Water levels in Utah's Great Salt Lake and Lake Powell have dropped to their lowest levels ever recorded. This summer's extreme drought and compounding heat waves have triggered a water crisis in the Western half of the U.S.
The U.S. Geological Survey announced Utah's Great Salt Lake saw water levels drop an inch below the previous record low of 4,191.4 feet above sea level in1963.
As shown below, Great Salt Lake's water level has been declining over the last few decades, but recently, the megadrought has accelerated the decline.
According to the latest U.S. Drought Monitor, 99% of Utah is under "extreme" drought conditions. About 70% of the state is experiencing "exceptional" drought.
"It's already concerning that Great Salt Lake has been on a slow decline, but the drought has accelerated that decline," said Candice Hasenyager, deputy director of the Utah Division of Water Resources. "It's really alarming." There's still more room for the lake to drop even further through summer.
Meanwhile, Lake Powell, the second-largest reservoir in the U.S., has dropped to 3,554 feet in elevation or 33% capacity — the lowest in over half a century since it was filled.
The lake is a crucial holding tank for outflow from the Colorado River Upper Basin States: Colorado, New Mexico, Utah, and Wyoming.
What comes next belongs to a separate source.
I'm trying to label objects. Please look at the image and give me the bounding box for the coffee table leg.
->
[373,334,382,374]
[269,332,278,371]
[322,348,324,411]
Brad Udall, a climate scientist at Colorado State University, told Cronkite News that increasing demand for water across seven U.S. and two Mexican states "that rely on the Colorado River had not declined fast enough to match the reduced supply.
If Powell falls even further, hydroelectric turbines will cease to run. The lake supplies water to up to 30 million people and irrigation of 5 million acres.
Suppose water levels continue to decline in both the Great Salt Lake and Lake Powell. In that case, it could trigger the first-ever water shortage declaration that would affect surrounding communities.